Although Laplace was not the first one to pose such an intelligence in his work “A Philosophical Essay on Probabilities”, and Nicolas de Condorcet, Baron D’Holbach and Roger Joseph Boscovich spoke of something similar, his one is the most often spoken about (it’s gotta be the demon part). So his description of this intelligence was this: “We may regard the present state of the universe as the effect of its past and the cause of its future. An intelligence which at a certain moment would know all forces that set nature in motion, and all positions of all items of which nature is composed, if this intelligence were also vast enough to submit these data to analysis, it would embrace in a single formula the movements of the greatest bodies of the universe and those of the tiniest atom; for such an intelligence nothing would be uncertain and the future just like the past would be present before its eyes.”

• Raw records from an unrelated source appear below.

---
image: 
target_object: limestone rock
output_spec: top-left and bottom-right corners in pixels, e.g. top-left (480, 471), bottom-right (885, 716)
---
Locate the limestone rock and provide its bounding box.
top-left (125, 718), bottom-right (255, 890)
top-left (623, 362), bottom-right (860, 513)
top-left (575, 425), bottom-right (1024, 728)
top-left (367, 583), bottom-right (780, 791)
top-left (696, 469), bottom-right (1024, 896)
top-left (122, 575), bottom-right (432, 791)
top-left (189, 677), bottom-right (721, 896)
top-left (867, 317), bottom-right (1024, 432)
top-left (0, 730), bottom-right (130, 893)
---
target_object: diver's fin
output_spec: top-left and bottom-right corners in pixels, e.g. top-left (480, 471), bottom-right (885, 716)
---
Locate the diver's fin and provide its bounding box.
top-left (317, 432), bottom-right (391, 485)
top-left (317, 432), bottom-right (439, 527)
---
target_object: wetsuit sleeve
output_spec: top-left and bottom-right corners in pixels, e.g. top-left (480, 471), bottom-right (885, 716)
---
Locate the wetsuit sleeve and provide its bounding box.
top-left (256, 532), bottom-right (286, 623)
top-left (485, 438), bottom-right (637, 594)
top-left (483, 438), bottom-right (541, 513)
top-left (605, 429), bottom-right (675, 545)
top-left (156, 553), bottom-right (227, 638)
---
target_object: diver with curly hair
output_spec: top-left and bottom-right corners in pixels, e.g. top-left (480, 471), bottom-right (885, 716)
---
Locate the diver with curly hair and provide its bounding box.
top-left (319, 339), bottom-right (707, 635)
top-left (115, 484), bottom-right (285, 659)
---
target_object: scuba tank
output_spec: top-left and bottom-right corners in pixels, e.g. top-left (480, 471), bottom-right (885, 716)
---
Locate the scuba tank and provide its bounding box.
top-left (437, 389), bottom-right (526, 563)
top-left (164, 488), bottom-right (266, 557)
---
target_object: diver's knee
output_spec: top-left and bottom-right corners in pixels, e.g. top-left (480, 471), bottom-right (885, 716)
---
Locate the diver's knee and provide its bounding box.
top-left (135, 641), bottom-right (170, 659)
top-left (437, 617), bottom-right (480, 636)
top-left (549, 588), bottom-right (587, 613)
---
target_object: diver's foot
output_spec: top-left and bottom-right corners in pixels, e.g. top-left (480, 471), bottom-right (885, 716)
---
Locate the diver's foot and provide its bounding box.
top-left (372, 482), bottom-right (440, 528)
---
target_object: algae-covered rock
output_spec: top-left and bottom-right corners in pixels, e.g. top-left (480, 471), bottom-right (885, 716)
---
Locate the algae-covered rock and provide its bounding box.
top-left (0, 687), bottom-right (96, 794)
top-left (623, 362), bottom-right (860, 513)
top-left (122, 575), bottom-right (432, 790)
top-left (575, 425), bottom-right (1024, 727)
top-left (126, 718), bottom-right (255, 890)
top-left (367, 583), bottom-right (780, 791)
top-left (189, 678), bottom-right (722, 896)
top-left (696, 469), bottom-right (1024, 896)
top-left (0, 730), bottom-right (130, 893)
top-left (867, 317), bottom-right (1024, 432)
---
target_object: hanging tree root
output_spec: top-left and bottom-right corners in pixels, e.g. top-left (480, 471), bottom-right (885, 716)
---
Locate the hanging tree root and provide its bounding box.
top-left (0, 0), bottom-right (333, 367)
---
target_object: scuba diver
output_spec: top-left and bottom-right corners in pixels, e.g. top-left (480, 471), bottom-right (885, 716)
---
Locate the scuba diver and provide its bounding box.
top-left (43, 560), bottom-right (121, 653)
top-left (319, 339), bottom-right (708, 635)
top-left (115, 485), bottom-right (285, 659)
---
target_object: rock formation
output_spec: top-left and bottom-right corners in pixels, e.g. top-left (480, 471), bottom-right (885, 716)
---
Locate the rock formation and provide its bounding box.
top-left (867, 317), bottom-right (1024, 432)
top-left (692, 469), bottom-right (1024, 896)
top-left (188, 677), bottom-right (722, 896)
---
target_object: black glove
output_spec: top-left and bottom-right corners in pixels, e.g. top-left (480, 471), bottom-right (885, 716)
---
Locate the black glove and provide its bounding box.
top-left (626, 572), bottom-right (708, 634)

What a comforting idea that all things could be known if we could just access such posed intelligence or in our terms, gain enough computational power to have absolute knowledge about every single particle and physical law in existence (BTW Laplace thought we couldn’t ever do that, ergo the thought experiment part). Alas, it is not possible and rightfully so, because living in a deterministic loop in which things simply play out and any consciousness stuck within the loop is just going through the motions of inevitable certainty would imply predetermines aka be infinitely boring and predictable and leave us helpless to change what has already been set in motion and ned to unravel in just such way. We know it is not so due to a few things – first it is impossible to know every single factor to infinite decimal points, that is, it is not possible to have perfect knowledge of any phenomena. Secondly – even deterministic systems are prone to chaos and contain within themselves an unpredictability clause. This means (deterministic) chaos is present in all things (go read the post titled “Butterfly effect” speaking of chaos theory). Some simple closed systems can be predicted with certainty but most things cannot and chaos (not randomness, there are patterns in chaos as well) is our co-traveller in this universe.